Negli anni sessanta “A che gioco giochiamo” (Games people play), diventò il manuale di auto aiuto per eccellenza e non è difficile capire perché: Berne scoperchia i segreti delle liti familiari, dei matrimoni falliti e di tutto il resto. E sostiene che questi non sono i nostri unici problemi. Sono soltanto variazioni sul tema di un piccolo numero di ‘giochetti’ prevedibili che tutti involontariamente giochiamo.
Secondo il metodo di Berne, l’analisi transazionale, ricopriamo sempre uno di questi tre ruoli: genitore, bambino o adulto. Ovviamente, il tipo di interazione ideale tra persone mature sarebbe quella tra adulto e adulto. Ma non è quasi mai così. Di solito, nei confronti dei suoi dipendenti un capufficio si comporta come un genitore e loro reagiscono come bambini, verificando continuamente quanto possono tirare la corda e facendo i capricci. Oppure, un coniuge chiede implicitamente che l’altro gli faccia da padre o da madre, per poi infuriarsi quando questo diventa evidente.

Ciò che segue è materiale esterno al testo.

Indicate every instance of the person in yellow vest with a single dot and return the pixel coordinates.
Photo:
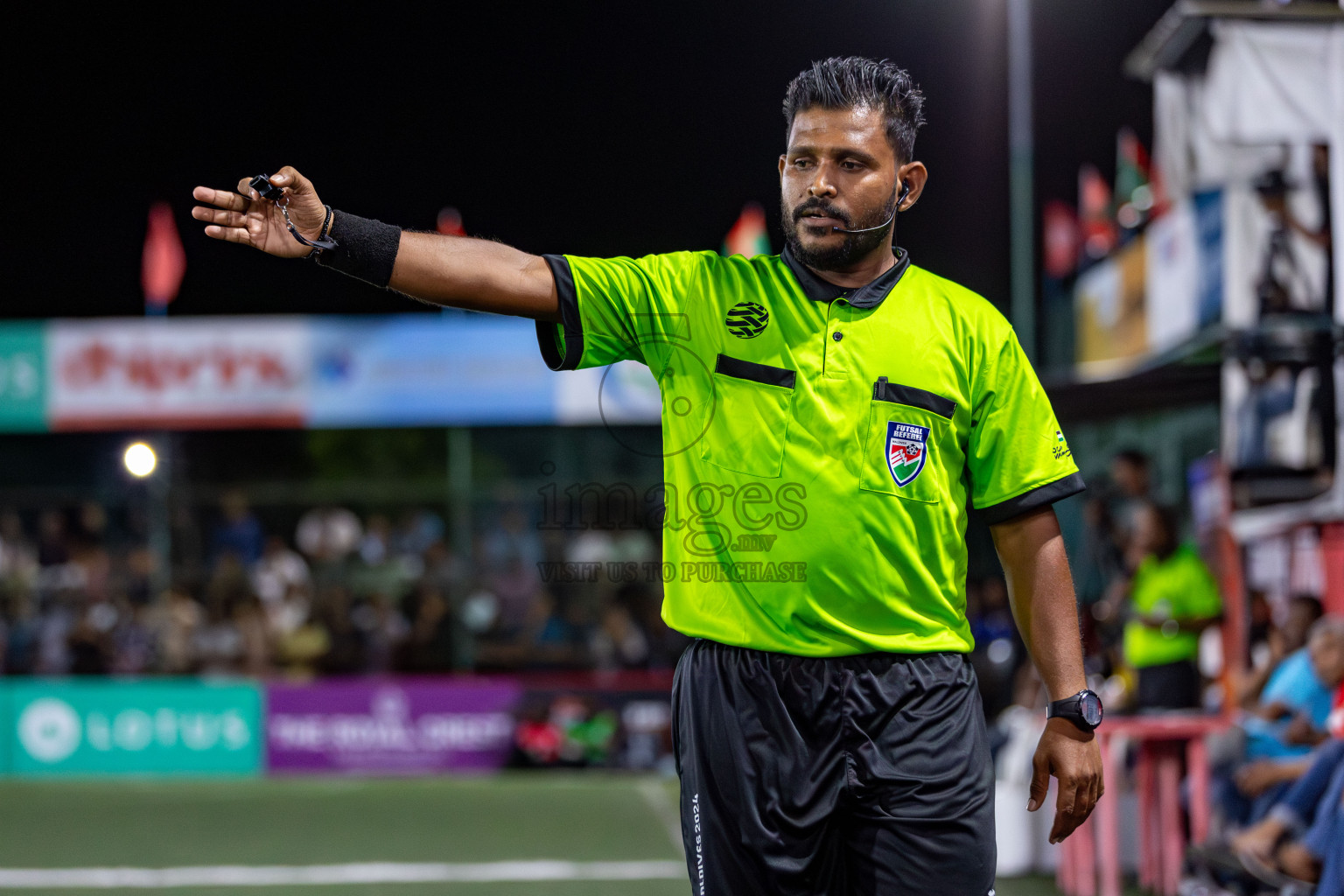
(1172, 598)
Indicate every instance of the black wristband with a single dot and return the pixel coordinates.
(368, 248)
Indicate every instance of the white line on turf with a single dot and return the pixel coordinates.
(348, 873)
(656, 798)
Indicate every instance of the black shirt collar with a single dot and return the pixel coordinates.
(865, 296)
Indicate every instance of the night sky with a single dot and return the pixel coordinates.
(604, 130)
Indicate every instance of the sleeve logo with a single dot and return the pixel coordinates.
(907, 449)
(1060, 449)
(747, 320)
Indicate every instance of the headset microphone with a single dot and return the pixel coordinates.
(905, 188)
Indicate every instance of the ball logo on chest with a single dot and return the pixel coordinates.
(746, 320)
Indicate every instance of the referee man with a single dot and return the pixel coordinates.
(827, 416)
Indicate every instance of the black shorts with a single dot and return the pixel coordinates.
(848, 775)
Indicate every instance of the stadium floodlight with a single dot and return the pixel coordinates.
(140, 459)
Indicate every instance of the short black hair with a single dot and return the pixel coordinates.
(852, 82)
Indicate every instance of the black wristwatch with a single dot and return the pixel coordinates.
(1083, 710)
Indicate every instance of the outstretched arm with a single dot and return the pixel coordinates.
(1042, 594)
(444, 270)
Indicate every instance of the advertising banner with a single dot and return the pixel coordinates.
(182, 374)
(428, 369)
(133, 727)
(23, 381)
(296, 373)
(390, 727)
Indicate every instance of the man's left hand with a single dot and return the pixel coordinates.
(1073, 757)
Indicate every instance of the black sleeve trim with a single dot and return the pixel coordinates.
(1038, 497)
(885, 391)
(756, 373)
(569, 315)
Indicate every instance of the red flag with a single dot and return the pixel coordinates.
(449, 222)
(1098, 228)
(749, 234)
(1060, 243)
(164, 262)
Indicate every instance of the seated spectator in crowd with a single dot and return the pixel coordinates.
(175, 620)
(383, 632)
(1289, 717)
(346, 649)
(1172, 598)
(1303, 835)
(278, 570)
(619, 642)
(238, 532)
(1292, 722)
(430, 644)
(1278, 644)
(18, 555)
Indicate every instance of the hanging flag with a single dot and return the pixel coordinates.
(1133, 195)
(163, 262)
(749, 234)
(1060, 241)
(451, 222)
(1095, 220)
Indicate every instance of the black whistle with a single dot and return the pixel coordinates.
(261, 183)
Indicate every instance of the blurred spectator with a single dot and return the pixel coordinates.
(1291, 715)
(511, 543)
(300, 650)
(416, 531)
(250, 621)
(217, 645)
(238, 532)
(346, 645)
(18, 555)
(376, 544)
(328, 535)
(429, 647)
(383, 632)
(1172, 598)
(24, 630)
(1303, 832)
(999, 650)
(87, 550)
(619, 642)
(1281, 644)
(278, 571)
(133, 640)
(1288, 723)
(52, 539)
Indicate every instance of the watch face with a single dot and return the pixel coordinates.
(1088, 705)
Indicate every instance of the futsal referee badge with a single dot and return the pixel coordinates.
(907, 448)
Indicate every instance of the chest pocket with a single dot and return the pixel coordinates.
(749, 416)
(902, 448)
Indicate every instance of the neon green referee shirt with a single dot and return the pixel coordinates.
(820, 444)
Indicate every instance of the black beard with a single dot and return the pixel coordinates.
(850, 250)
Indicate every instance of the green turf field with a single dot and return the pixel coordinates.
(588, 818)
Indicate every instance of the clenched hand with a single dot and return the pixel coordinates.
(246, 218)
(1074, 758)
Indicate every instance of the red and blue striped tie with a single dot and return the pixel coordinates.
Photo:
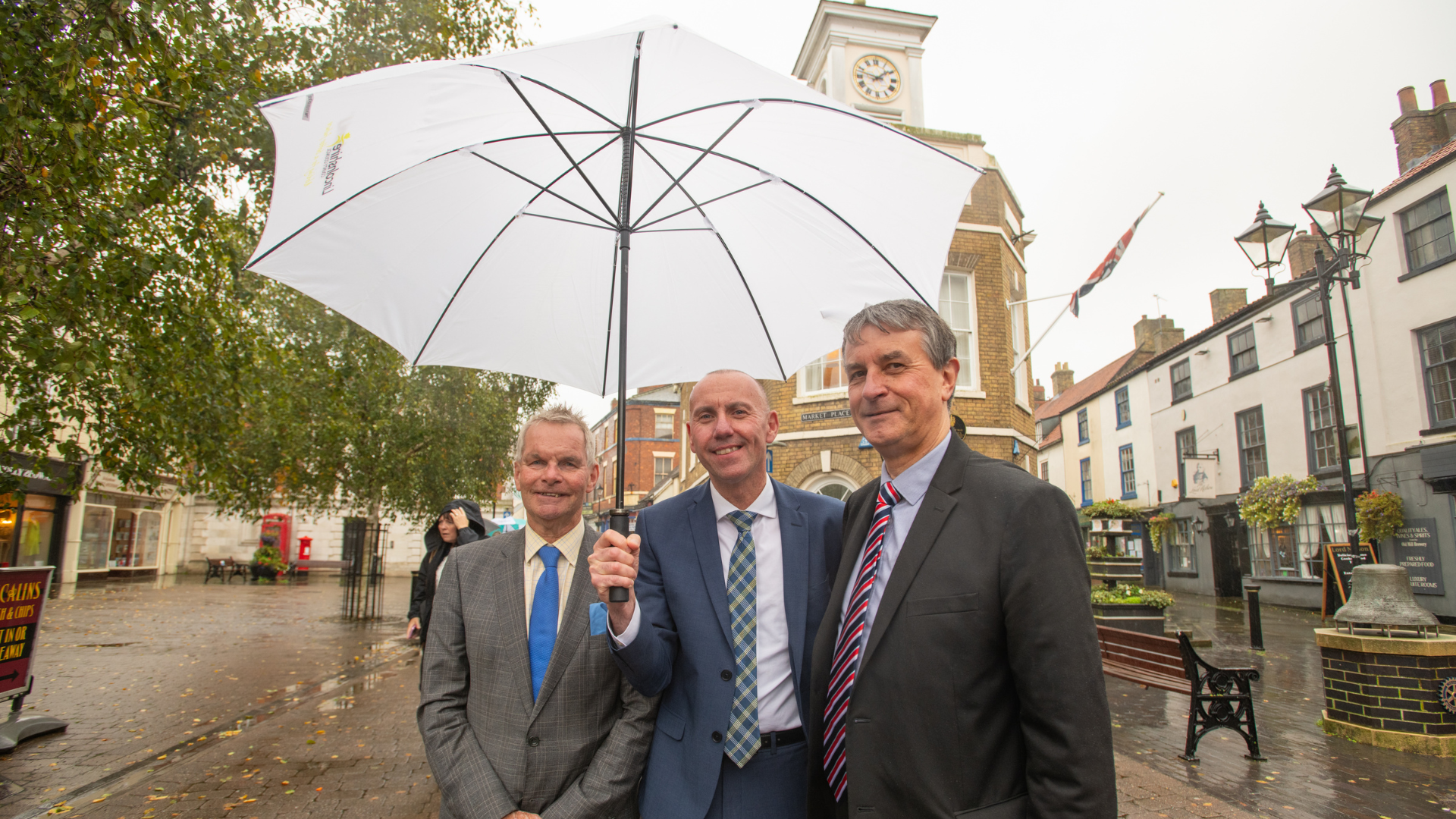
(851, 643)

I giochi di Berne hanno nomi come “Guarda che mi hai fatto fare” e “Non è la volontà che mi manca” e il loro scopo, spiega, non sta nel loro contenuto esplicito, ma in una serie di vantaggi impliciti. Nel gioco “Perché tu non…Sì ma…”, A deve risolvere un problema, ma trova un motivo per respingere tutti i suggerimenti di B. Quando finalmente B rinuncia a dargli consigli, A canta vittoria, anche se il problema non è stato risolto.
Nel gioco “Ti ho beccato, figlio di puttana”, A si attacca a una qualche piccola ingiustizia e non cede fino a quando B non confessa, e tutto questo perché A vuole affermare il suo predominio genitoriale. “Fin da quando era bambino”, scrive Berne a proposito di un paziente simile ossessionato da un piccolo errore nella fattura di un idraulico, “era sempre andato in cerca di ingiustizie simili, le aveva scoperte con piacere e sfruttate con gusto”. Vi ricorda qualcuno? Scommetto di sì.
Da questo tipo di analisi emergono due verità sorprendenti. La prima è che certi litigi e certi atteggiamenti passivi aggressivi, anche se sembrano veri scontri, in realtà sono frutto di un’inconscia complicità: entrambi i partecipanti amano litigare perché questo permette loro di rafforzare l’immagine di vittima che hanno di se stessi.
La seconda è che questo tipo di giochi non è necessariamente negativo. Vivere sempre nell’intimità pura e non filtrata del rapporto tra adulti, sembra voler dire, sarebbe insopportabile. “L’eterno problema degli esseri umani è come organizzare le proprie ore di veglia”, scrive Berne, e i giochi sono un modo tollerabile di passare il tempo.